Définie comme l’affirmation des valeurs, par essence vertueuses, qui font l’identité d’une société et que celle-ci entend promouvoir durablement dans la réalisation de son objet social, la raison d’être figure désormais parmi les outils dont peuvent librement se doter les sociétés à l’effet de concilier les fonctions économique et sociétale de l’entreprise.
Qu’elle soit statutaire ou extrastatutaire, l’inscription d’une raison d’être peut incontestablement contribuer à l’attractivité d’une société, en lui permettant notamment d’attirer des partenaires et des salariés en phase avec les valeurs qu’elle affiche. Au nom d’une finance responsable, investisseurs et prêteurs exigent par exemple de plus en plus souvent des entreprises qu’elles financent des engagements concrets en matière de RSE, auxquels celles-ci doivent satisfaire afin de pouvoir drainer les capitaux nécessaires à leur développement.
Un acte juridiquement engageant
Le rapport Rocher du 19 octobre 2021 souligne cependant les réticences que peut susciter l’adoption d’une raison d’être, acte juridiquement engageant pour la société qui y procède.

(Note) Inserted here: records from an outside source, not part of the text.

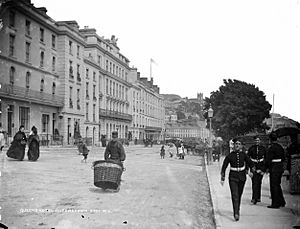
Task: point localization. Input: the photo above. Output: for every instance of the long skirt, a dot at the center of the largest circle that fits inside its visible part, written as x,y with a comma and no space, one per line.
16,150
33,152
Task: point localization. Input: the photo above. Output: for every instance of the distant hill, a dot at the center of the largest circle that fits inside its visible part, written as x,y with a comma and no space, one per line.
184,107
171,97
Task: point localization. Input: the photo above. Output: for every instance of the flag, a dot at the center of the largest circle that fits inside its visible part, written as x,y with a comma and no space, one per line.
152,61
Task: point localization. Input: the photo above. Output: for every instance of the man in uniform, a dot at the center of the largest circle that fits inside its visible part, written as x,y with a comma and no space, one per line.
257,154
239,162
274,164
115,150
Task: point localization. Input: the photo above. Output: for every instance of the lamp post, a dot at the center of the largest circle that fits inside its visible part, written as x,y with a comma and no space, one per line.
210,115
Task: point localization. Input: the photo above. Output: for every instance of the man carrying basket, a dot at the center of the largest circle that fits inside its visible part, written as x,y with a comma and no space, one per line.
114,150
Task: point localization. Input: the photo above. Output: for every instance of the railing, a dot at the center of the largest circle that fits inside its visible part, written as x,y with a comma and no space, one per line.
25,94
114,114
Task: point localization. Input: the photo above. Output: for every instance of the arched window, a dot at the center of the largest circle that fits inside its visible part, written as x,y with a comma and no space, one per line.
27,80
42,85
42,59
53,63
12,75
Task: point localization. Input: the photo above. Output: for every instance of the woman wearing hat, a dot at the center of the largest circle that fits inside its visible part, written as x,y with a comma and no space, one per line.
239,164
33,152
115,150
18,145
274,164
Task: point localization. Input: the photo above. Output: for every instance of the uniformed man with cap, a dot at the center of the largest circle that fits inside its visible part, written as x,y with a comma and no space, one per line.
274,164
114,149
239,164
257,154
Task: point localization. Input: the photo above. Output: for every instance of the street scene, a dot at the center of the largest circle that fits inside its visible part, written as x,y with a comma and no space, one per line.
149,114
58,192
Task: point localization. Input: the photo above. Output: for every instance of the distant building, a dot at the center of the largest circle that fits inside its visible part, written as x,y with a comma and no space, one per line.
277,121
147,108
187,129
70,82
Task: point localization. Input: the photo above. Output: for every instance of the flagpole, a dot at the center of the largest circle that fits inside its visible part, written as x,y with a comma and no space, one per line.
272,118
150,68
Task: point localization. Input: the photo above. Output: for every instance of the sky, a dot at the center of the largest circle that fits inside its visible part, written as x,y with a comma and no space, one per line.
198,43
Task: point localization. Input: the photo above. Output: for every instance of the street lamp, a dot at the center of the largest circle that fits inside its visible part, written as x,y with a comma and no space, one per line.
210,115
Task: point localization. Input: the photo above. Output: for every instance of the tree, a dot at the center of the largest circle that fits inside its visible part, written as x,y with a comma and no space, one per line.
239,108
180,115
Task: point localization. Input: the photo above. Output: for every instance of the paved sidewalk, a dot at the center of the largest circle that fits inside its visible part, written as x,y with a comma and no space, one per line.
252,216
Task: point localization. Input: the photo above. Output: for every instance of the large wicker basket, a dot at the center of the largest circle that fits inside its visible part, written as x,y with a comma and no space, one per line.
107,174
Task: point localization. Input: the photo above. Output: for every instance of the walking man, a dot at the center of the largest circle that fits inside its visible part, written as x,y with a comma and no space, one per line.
257,154
115,150
274,164
239,162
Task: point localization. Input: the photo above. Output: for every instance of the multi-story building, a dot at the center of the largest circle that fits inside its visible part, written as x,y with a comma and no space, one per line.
108,85
147,107
32,91
68,82
194,129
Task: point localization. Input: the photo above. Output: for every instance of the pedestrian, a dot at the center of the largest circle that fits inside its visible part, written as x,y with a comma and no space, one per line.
18,145
2,138
170,150
162,152
181,151
274,165
135,141
239,164
257,154
83,150
33,152
114,150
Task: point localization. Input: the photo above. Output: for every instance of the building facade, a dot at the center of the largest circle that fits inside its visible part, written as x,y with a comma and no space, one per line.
31,88
66,81
187,130
147,108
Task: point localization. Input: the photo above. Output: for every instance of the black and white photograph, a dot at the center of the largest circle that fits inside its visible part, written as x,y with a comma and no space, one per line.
147,114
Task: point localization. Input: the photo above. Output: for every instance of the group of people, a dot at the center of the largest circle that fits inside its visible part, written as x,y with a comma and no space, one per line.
18,145
255,163
180,151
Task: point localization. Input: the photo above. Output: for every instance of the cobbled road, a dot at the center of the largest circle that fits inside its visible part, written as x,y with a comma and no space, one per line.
58,192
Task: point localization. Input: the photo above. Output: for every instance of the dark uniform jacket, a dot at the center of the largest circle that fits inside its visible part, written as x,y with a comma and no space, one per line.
275,152
237,160
257,154
115,151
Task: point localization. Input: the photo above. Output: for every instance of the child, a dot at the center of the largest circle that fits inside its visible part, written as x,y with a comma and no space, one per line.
162,152
83,150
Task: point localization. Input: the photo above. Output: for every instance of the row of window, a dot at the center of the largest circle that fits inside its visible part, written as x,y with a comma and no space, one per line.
24,119
28,28
28,53
116,90
12,73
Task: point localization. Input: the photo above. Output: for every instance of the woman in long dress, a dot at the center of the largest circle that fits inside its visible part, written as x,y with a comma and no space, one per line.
18,145
33,152
2,138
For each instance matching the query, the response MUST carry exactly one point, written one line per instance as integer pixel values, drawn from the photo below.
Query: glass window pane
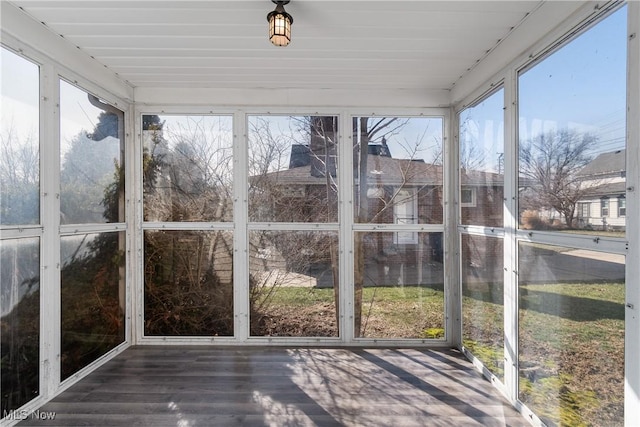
(187, 168)
(571, 335)
(91, 159)
(572, 133)
(399, 291)
(19, 141)
(20, 300)
(398, 178)
(92, 297)
(483, 300)
(294, 283)
(188, 283)
(482, 162)
(293, 174)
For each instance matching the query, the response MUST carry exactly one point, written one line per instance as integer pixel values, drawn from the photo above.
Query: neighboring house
(603, 205)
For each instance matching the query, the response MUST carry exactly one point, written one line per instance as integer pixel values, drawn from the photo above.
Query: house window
(622, 206)
(583, 210)
(405, 212)
(604, 207)
(468, 197)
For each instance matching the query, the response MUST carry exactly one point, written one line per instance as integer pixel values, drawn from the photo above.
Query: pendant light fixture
(280, 24)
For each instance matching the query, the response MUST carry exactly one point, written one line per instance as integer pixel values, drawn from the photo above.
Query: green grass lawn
(571, 343)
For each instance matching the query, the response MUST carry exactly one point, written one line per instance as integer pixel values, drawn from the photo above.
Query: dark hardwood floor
(274, 386)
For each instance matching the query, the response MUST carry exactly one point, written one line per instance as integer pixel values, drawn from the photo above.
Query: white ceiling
(344, 44)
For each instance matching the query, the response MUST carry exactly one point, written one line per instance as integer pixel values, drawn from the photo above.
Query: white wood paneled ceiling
(356, 44)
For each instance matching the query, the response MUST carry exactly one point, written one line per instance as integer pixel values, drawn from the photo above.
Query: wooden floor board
(274, 386)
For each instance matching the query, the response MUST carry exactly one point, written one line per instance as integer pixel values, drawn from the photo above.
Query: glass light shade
(280, 28)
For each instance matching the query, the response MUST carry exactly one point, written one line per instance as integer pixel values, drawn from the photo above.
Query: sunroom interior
(406, 175)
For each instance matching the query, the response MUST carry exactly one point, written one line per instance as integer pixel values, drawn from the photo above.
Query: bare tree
(551, 161)
(19, 177)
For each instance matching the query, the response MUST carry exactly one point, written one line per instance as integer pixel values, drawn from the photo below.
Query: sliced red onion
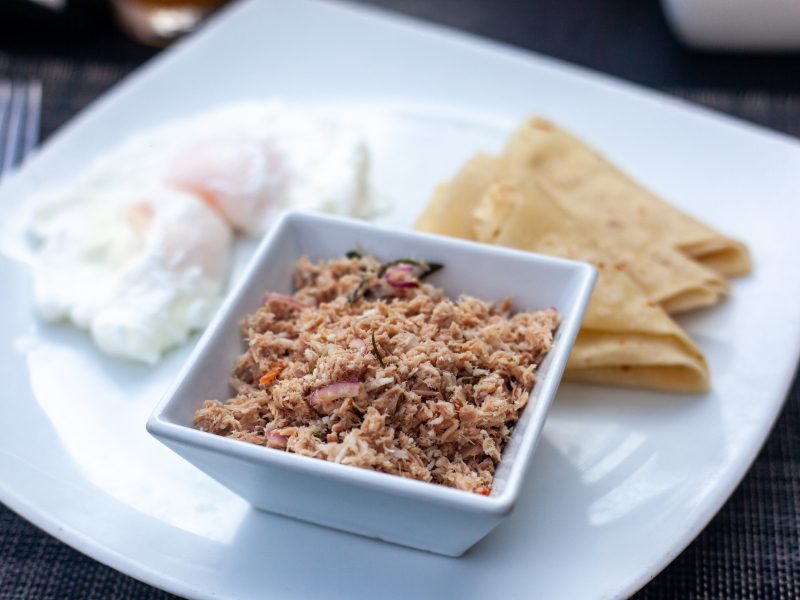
(324, 400)
(359, 346)
(394, 279)
(276, 440)
(283, 299)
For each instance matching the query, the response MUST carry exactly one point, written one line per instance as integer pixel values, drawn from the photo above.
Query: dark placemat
(750, 550)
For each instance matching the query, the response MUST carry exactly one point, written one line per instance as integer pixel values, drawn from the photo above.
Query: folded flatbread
(626, 339)
(680, 262)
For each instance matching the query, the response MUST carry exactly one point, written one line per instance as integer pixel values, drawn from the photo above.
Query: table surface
(752, 547)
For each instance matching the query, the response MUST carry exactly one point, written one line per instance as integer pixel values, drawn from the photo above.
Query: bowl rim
(494, 504)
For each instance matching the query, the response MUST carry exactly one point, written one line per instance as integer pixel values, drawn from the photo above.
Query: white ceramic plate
(622, 481)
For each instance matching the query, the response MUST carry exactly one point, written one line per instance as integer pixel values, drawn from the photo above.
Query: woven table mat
(750, 550)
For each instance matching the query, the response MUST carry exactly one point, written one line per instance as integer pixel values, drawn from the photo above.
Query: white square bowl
(412, 513)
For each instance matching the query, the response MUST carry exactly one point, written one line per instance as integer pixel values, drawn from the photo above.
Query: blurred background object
(738, 25)
(159, 22)
(151, 22)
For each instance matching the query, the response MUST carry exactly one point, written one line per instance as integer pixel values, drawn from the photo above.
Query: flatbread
(625, 339)
(449, 211)
(591, 187)
(635, 227)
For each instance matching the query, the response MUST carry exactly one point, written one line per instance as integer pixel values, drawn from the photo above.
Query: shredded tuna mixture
(367, 365)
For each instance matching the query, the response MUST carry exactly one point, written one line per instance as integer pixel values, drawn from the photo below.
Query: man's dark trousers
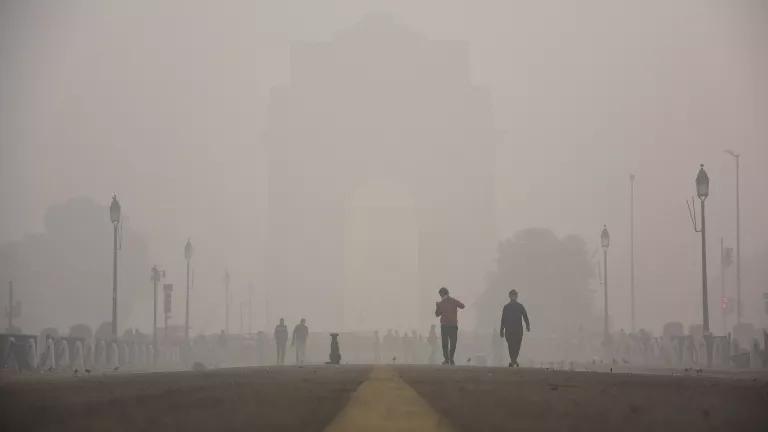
(449, 334)
(514, 338)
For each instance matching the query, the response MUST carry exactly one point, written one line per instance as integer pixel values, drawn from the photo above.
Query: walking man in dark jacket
(299, 339)
(281, 339)
(447, 309)
(512, 327)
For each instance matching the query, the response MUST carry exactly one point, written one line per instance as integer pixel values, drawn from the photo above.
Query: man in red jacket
(447, 309)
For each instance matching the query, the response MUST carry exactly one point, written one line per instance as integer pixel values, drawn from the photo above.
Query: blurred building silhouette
(379, 103)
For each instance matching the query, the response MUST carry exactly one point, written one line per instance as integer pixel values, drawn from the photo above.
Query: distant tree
(552, 276)
(66, 270)
(81, 330)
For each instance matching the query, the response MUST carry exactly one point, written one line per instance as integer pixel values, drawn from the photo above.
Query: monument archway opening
(381, 269)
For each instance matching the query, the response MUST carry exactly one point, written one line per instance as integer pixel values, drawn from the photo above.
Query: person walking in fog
(447, 309)
(299, 339)
(432, 341)
(281, 339)
(512, 316)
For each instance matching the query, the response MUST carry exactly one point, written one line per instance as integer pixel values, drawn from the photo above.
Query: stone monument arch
(378, 101)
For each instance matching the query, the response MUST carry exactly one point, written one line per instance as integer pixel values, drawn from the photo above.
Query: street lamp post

Dès lors qu’elle vise à améliorer la prise en compte des intérêts des parties prenantes (salariés, partenaires commerciaux et financiers, territoires, etc.) dans les activités de l’entreprise, et à définir un cadre pour ses décisions stratégiques les plus importantes, une société peut se voir opposer sa propre raison d’être. Elle s’expose donc à voir soulever (par des tiers parfois lointains tels que des ONG ou des associations de protection diverses) l’incompatibilité d’une opération à laquelle elle entend procéder avec sa raison d’être. Certaines opérations de fusion-acquisition peuvent ainsi s’en trouver impactées, par exemple lorsqu’une société cible sera jugée incompatible avec l’ADN du groupe acquéreur tel que celui-ci l’aura lui-même défini ou au contraire lorsqu’un cessionnaire sera considéré inapte à pérenniser post-cession la raison d’être du cédant. Les instances représentatives du personnel peuvent également se saisir de la raison d’être pour critiquer voire ralentir, au travers de procédures contentieuses, certaines opérations dans le cadre des procédures d’information-consultation auxquelles celles-ci donnent lieu. Nombre d’entreprises ont pressenti ces écueils en veillant à ce que leur raison d’être ne soit ni trop précise, ni trop contraignante, et/ou en refusant de la graver dans le marbre de leurs statuts.
Des freins identifiés
Autre frein à l’adoption d’une raison d’être : le risque juridique et de réputation qu’elle induit. En cas de manquement à sa raison d’être, résultant par exemple de l’insuffisance des moyens affectés au respect de celle-ci ou des orientations données par une entreprise à ses activités, une société (et en cas de faute détachable ses dirigeants) peut faire l’objet d’actions en responsabilité émanant de tiers justifiant d’un intérêt à agir. En outre, l’effet d’annonce produit par l’adoption d’une raison d’être peut, en cas de non-respect de celle-ci, caractériser une information trompeuse répréhensible en application du droit de la consommation et, pour les sociétés cotées, du droit boursier.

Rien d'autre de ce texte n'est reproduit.